Should you find yourself a little more surprised than you were hoping for ("Wow...a puppet theater to act out our relationship issues!"), see that you don't squelch his newfound romantic creativity. Heavily praise what you'd like more of, and be prepared to put on your game face for anything short of a picnic dinner of chocolate-covered crickets and toasts to your love with rainwater from the Japanese reactor.
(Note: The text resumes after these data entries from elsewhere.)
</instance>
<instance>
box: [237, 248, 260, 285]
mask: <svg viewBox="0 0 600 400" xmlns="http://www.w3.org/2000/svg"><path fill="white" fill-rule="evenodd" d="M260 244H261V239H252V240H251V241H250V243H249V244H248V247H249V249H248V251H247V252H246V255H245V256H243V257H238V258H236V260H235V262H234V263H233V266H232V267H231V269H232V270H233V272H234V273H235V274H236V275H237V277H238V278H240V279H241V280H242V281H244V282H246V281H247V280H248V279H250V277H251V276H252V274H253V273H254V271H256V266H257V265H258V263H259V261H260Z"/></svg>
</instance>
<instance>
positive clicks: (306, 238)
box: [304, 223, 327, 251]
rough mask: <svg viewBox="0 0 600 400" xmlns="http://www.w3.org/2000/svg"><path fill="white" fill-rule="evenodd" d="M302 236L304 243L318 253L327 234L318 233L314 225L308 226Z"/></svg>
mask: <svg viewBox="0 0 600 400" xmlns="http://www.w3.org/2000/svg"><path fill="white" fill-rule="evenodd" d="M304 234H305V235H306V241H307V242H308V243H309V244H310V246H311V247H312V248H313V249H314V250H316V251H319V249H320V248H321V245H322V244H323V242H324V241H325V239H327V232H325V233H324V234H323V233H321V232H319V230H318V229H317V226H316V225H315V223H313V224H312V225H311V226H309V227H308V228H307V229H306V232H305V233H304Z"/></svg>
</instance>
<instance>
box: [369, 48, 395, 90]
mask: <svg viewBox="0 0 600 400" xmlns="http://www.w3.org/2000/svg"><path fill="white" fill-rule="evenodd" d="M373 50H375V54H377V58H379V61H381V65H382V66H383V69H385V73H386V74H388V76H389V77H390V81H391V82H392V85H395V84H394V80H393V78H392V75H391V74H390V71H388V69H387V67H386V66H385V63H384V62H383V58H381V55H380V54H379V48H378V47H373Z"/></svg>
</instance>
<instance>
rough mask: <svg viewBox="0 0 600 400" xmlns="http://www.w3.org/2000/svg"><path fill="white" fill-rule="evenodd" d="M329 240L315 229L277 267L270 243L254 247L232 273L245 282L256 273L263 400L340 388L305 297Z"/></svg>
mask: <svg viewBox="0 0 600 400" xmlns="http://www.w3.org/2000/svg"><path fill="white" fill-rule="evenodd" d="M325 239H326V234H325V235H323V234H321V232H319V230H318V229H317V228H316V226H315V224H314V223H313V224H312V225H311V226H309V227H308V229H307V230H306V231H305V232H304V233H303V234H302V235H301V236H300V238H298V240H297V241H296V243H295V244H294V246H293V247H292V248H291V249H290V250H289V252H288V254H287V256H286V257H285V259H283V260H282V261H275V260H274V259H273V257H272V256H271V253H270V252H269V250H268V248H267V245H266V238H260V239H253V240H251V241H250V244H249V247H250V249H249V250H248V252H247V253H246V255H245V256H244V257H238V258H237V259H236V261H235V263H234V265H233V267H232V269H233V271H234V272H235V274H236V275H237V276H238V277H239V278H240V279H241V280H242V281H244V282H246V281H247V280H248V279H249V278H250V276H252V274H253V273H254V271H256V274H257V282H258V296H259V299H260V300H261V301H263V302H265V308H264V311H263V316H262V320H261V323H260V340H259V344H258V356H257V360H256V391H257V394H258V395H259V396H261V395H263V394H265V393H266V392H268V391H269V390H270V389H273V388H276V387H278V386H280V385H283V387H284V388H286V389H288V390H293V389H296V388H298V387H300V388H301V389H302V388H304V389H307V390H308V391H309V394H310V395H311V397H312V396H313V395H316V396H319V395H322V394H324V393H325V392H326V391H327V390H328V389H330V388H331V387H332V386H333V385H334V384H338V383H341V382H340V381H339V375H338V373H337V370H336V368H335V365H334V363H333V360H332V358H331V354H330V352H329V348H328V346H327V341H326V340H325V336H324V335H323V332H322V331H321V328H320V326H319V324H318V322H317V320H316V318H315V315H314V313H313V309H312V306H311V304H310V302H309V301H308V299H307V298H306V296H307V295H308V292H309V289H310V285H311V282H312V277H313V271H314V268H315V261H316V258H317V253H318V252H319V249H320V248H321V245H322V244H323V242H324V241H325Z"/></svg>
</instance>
How do I find a nice guy? I'm 26, educated and attractive, and I can spell. I'm a figure skater, so most of the guys I interact with are under 18 or gay. I'm really not into the bar scene, either.
--Circling The Rink
You say you're looking for a "nice guy," then you narrow that down: He can't be gay, 16, or wearing more Lycra, sequins, and tassels than you are. When I emailed you to further narrow what you're seeking, you said, "I don't know exactly...nice, intelligent, educated...not a jerk/boor." Well, that winnows it. Shockingly, you aren't looking for a guy who's evil, uneducated, unethical, and crass.
Refining what you want beyond generic good qualities takes getting a good sense of who you are and what you value. But, if you're like a lot of women, you'll also need to date the wrong guys to pare down who's right for you. This requires leaving the ice rink. Go places. Throw parties. Smile, flirt, be friendly. Maybe even in bars. No, you don't have to join "the bar scene." Just stop by for happy hour and flirt with some guy who's having a beer with his business partner. He may not be "nice, intelligent, educated," but when he stands up, odds are 26,879,000,000-to-1 that you'll find he's wearing businessman pants, not electric-blue shimmery tights with fishnet side panels.